Wilde’s short story "The Model Millionaire" represents the social strata of Victorian society in a lighter tone. There’s Baron Hausberg, a millionaire, clearly a product of industrialization, who has got so much of money that if he's pleased by somebody, he wouldn't mind gifting him 10,000 pounds.
Then there’s this beggar who is at the center of the story. Although he turns out to be the millionaire Baron Hausberg himself, his pitiable state doesn't fail to elicit readers’ pathos. He is a grim reminder of the appalling social condition of those who failed to reap the benefits of commercial expansion in this period.
Our happy-go-lucky protagonist, Hughie Erskine, and his artist friend, Alan Trevor, are representatives of the middle class that grew to constitute the largest section of the society. The duo’s happiness is directly dependent upon the mercy of their patron Hausberg.
Thus the theme of class consciousness, a chief characteristic of Victorian literature, runs through Wilde’s story.
Another important feature of the Victorian literature was its growing concern for morality. Virtuous characters often coming from humble backgrounds emerge triumphant in the end. In this way, the Victorian writers would often show human values overpowering the strength of material wealth.
Hughie Erskine is an unemployed youth who was “nothing” but “a delightful, ineffectual young man with a perfect profile and no profession.” He “lived on two hundred a year that an old aunt allowed him.”
Hughie may not be rich, but he is compassionate. His heart goes out to the “forlorn and wretched” looking "wizened old" beggar and he searches his pocket to give him something. He finds a sovereign and few copper coins. If he parts with the sovereign he has to travel on foot for a fortnight. He thinks "he wants it more than I do,” and gives him the only sovereign he’s got.

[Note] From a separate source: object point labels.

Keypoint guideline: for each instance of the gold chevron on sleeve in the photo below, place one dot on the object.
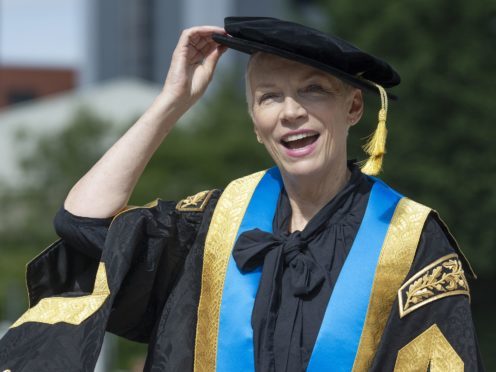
(72, 310)
(195, 203)
(444, 277)
(430, 351)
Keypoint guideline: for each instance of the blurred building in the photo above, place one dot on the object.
(137, 37)
(19, 84)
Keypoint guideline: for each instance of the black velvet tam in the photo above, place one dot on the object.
(309, 46)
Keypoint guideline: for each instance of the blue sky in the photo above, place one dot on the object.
(42, 32)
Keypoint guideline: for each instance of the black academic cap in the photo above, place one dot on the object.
(309, 46)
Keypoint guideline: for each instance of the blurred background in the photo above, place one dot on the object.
(75, 74)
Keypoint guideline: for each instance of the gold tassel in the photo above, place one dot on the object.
(376, 144)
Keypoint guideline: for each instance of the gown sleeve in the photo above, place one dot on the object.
(438, 332)
(159, 239)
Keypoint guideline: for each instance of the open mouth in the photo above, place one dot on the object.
(299, 141)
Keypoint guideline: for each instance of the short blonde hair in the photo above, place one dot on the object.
(345, 87)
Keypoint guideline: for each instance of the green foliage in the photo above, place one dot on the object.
(213, 148)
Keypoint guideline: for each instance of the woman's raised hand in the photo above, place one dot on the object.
(105, 189)
(193, 64)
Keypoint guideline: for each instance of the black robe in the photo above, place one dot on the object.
(154, 259)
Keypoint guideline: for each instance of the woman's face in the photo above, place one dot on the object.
(301, 114)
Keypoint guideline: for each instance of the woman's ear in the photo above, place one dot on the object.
(355, 111)
(259, 139)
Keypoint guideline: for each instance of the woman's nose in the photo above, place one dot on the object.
(292, 109)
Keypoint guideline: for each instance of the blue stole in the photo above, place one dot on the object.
(337, 342)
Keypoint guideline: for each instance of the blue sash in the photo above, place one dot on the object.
(339, 335)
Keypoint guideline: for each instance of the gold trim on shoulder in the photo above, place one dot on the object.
(395, 259)
(430, 351)
(72, 310)
(195, 203)
(224, 226)
(444, 277)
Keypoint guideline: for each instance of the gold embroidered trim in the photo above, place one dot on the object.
(444, 277)
(219, 242)
(395, 259)
(72, 310)
(195, 203)
(429, 351)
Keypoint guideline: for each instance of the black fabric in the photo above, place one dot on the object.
(309, 46)
(299, 272)
(154, 259)
(451, 314)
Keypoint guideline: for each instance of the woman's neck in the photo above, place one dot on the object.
(307, 195)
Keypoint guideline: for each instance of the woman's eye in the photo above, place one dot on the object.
(315, 88)
(267, 96)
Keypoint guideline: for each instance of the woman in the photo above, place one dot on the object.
(311, 265)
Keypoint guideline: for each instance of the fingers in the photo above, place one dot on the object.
(195, 35)
(210, 62)
(199, 44)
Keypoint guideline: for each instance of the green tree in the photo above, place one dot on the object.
(214, 147)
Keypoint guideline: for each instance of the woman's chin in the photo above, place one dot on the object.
(304, 168)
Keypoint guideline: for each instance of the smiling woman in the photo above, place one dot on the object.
(310, 265)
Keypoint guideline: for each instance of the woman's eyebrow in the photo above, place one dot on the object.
(264, 85)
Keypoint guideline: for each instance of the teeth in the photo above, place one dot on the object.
(295, 137)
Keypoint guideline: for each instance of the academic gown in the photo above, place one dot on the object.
(153, 258)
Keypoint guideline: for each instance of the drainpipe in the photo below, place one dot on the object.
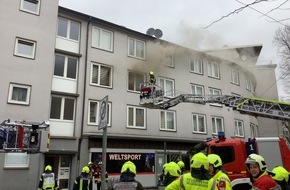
(84, 96)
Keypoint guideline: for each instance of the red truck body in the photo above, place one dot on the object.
(234, 152)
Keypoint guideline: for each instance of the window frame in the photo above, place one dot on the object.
(195, 86)
(68, 28)
(109, 110)
(136, 86)
(62, 108)
(100, 37)
(65, 69)
(134, 126)
(99, 75)
(135, 48)
(214, 127)
(211, 69)
(235, 77)
(196, 64)
(30, 43)
(165, 120)
(197, 115)
(28, 94)
(14, 156)
(22, 8)
(237, 126)
(164, 87)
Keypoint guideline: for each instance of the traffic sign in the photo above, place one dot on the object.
(103, 116)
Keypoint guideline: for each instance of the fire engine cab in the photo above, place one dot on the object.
(234, 151)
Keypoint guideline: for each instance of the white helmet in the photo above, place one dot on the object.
(255, 158)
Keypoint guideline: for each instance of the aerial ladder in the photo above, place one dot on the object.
(152, 96)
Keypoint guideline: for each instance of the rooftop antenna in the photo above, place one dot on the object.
(158, 33)
(150, 31)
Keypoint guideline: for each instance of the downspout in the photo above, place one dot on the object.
(84, 94)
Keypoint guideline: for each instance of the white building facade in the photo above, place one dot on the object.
(66, 62)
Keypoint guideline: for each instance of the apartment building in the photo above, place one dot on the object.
(58, 64)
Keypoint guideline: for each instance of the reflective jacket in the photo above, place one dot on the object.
(83, 182)
(187, 182)
(220, 181)
(265, 182)
(47, 181)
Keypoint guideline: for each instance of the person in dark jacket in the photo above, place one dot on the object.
(281, 176)
(84, 181)
(127, 178)
(48, 180)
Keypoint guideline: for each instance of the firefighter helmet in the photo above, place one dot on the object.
(255, 158)
(199, 161)
(129, 167)
(180, 164)
(48, 168)
(172, 169)
(86, 170)
(215, 160)
(280, 174)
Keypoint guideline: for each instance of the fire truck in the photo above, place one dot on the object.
(234, 151)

At the end, his good deed is rewarded when the beggar, who is none other Hausberg, gifts him a hefty sum of 10,000 pounds. This is the sum that he needs to marry his love Laura.
The Victorian era was also marked by rapid colonization of underdeveloped countries. Laura’s father is a retired colonel who was once posted in the British colony of India. There’s a passing reference to India when Laura is introduced as “the daughter of a retired Colonel who had lost his temper and his digestion in India, and had never found either of them again.”